NBA 2023 Draft Class Sucess Prediction¶

Motivation:¶

Problem¶

A problem that data science can provide helpful insights for is predicting the success of players in the NBA draft. By analyzing performance data from college players, classification algorithms can identify players with the potential to become stars based on their statistics. This is an important problem for NBA teams as they invest a lot of money in drafting players, and their success depends on picking the right players. According to a study by DraftExpress, over the last 20 years, NBA teams have spent over $1 billion on draft picks, and the success rate of those picks has been only around 50% (1). Therefore, using data science to improve the accuracy of draft predictions could lead to significant benefits for NBA teams.

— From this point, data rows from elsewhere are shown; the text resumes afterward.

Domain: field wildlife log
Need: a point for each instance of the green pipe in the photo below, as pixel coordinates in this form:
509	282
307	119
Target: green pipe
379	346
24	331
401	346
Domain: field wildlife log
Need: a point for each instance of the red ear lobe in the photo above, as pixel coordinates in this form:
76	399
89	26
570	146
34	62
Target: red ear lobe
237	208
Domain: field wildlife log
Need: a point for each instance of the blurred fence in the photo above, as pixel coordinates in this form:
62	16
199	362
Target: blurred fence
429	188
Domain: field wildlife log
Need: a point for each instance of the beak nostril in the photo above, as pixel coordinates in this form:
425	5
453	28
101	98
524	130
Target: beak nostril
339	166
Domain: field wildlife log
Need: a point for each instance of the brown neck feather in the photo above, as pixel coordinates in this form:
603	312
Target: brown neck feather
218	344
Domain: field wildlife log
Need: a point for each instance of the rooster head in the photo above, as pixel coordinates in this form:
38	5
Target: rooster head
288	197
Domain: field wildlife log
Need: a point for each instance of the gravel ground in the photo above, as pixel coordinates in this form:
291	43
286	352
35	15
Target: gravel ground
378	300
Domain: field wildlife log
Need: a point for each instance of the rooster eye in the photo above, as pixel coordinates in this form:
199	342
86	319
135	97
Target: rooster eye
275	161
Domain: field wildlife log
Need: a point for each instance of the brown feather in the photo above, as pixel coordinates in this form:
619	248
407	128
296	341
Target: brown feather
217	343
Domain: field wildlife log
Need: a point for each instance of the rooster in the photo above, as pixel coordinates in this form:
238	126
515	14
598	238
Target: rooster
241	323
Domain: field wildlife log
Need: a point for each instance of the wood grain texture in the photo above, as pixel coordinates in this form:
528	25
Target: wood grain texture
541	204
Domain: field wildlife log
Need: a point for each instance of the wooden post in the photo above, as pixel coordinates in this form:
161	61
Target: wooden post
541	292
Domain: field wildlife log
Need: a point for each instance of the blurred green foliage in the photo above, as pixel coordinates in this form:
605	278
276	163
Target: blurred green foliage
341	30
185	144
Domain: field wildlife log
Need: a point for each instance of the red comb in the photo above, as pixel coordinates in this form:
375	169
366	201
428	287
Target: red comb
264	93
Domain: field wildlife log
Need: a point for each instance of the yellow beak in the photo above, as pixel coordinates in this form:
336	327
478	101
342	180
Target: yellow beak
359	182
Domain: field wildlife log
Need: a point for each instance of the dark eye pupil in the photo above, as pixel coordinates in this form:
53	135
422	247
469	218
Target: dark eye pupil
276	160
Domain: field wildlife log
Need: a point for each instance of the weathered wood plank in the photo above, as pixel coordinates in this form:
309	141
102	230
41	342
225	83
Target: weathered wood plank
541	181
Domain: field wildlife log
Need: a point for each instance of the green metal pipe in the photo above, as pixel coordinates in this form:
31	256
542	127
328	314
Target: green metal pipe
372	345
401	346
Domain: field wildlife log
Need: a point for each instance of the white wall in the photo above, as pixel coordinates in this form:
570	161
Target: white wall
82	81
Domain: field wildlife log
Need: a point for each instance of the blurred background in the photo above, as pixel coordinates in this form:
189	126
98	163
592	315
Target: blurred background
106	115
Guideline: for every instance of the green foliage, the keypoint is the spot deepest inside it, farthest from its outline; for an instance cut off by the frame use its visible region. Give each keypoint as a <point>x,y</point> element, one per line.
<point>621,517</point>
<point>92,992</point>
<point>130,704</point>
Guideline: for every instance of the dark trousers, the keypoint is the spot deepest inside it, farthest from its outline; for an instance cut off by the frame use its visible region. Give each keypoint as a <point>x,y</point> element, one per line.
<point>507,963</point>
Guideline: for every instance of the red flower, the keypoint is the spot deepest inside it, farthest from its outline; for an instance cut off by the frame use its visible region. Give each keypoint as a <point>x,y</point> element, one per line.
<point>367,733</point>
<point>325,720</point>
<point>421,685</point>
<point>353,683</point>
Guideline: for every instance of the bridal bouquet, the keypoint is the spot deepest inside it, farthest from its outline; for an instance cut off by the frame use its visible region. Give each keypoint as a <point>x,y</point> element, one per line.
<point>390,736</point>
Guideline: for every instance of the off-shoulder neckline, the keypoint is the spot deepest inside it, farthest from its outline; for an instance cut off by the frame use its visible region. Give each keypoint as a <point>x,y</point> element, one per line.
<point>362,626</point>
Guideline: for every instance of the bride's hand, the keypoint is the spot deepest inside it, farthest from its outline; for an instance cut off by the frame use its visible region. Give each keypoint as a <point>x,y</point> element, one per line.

Schlosser, K. (2019). An NBA team's draft mistake can cost them $8.3 million, and the league is using AI to help make better decisions. Business Insider.

Solution¶

The goal of this project is to utilize statistical features of basketball players such as points per game, field goal percentage, and player efficiency rating to predict their efficacy in the NBA draft. By analyzing the relationships between these statistical features and a player's performance in the draft, we can identify key factors that contribute to success in the NBA.

Impact¶

If successful, this work on predicting the potential success of NBA draft picks based on their performance data may have several impacts. Firstly, it could help NBA teams to make more informed decisions when selecting players in the draft. This could lead to more successful draft classes, which may translate into more successful seasons for the teams.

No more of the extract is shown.